Ftrl

class datatable.models.Ftrl

Follow the Regularized Leader (FTRL) model.

FTRL model is a datatable implementation of the FTRL-Proximal online learning algorithm for binomial logistic regression. It uses a hashing trick for feature vectorization and the Hogwild approach for parallelization. FTRL for multinomial classification and continuous targets are implemented experimentally.

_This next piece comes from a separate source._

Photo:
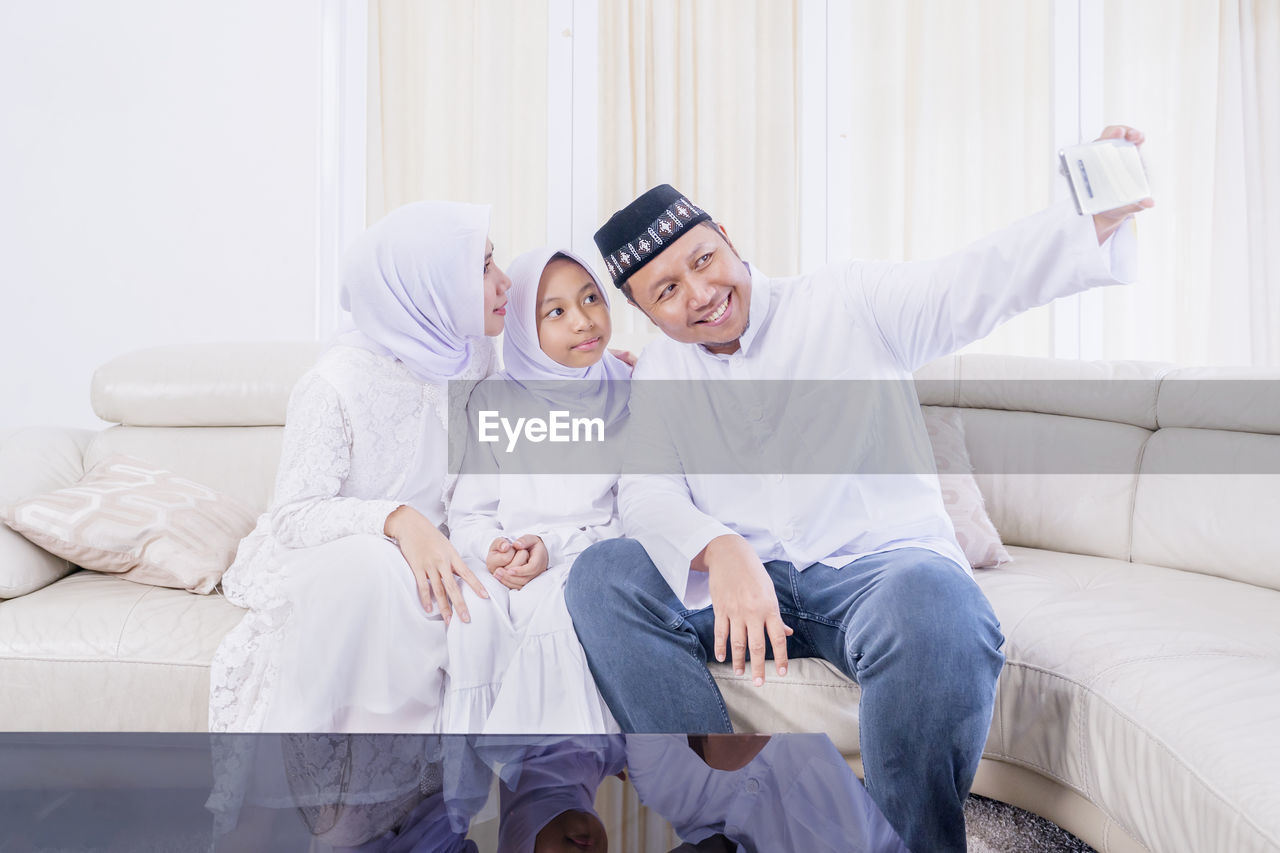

See this reference for more details: https://www.eecs.tufts.edu/~dsculley/papers/ad-click-prediction.pdf

Parameters:
  • alpha (float) – alpha in per-coordinate learning rate algorithm, defaults to 0.005.
  • beta (float) – beta in per-coordinate learning rate algorithm, defaults to 1.
  • lambda1 (float) – L1 regularization parameter, defaults to 0.
  • lambda2 (float) – L2 regularization parameter, defaults to 0.
  • nbins (int) – Number of bins to be used for the hashing trick, defaults to 10**6.
  • mantissa_nbits (int) – Number of bits from mantissa to be used for hashing, defaults to 10.
  • nepochs (int) – Number of training epochs, defaults to 1.
  • double_precision (bool) – Whether to use double precision arithmetic or not, defaults to False.
  • negative_class (bool) – Whether to create and train on a “negative” class in the case of multinomial classification.
alpha

alpha in per-coordinate FTRL-Proximal algorithm

beta

beta in per-coordinate FTRL-Proximal algorithm

colname_hashes

Column name hashes

colnames

Column names

double_precision

Whether to use double precision arithmetic for modeling

feature_importances

Two-column frame with feature names and the corresponding feature importances normalized to [0; 1].

fit()

Train FTRL model on a dataset.

Parameters:
  • X_train (Frame) – Training frame of shape (nrows, ncols).
  • y_train (Frame) – Target frame of shape (nrows, 1).
  • X_validation (Frame) – Validation frame of shape (nrows, ncols).
  • y_validation (Frame) – Validation target frame of shape (nrows, 1).
  • nepochs_validation (float) – Parameter that specifies how often, in epoch units, validation error should be checked.
  • validation_error (float) – If within nepochs_validation relative validation error does not improve by at least validation_error, training stops.
  • validation_average_niterations (int) – Number of iterations that is used to calculate average loss. Here, each iteration corresponds to nepochs_validation epochs.
Returns:

  • A tuple consisting of two elements (epoch and loss, where)
  • epoch is the epoch at which model fitting stopped, and loss is the final
  • loss. When validation dataset is not provided, epoch returned is equal to
  • nepochs, and loss is float(‘nan’).

interactions

List of feature lists to do interactions for

labels

Frame of labels used for classification.

lambda1

L1 regularization parameter

lambda2

L2 regularization parameter

mantissa_nbits

Number of bits from mantissa to be used for hashing float values

model

Model frame of shape (nbins, 2 * nlabels), where nlabels is the total number of labels the model was trained on, and nbins is the number of bins used for the hashing trick. Odd frame columns contain z model coefficients, and even columns n model coefficients.

model_type

‘auto’, ‘regression’, ‘binomial’ or ‘multinomial.

Type:FTRL model type
model_type_trained

‘none’, ‘regression’, ‘binomial’ or ‘multinomial.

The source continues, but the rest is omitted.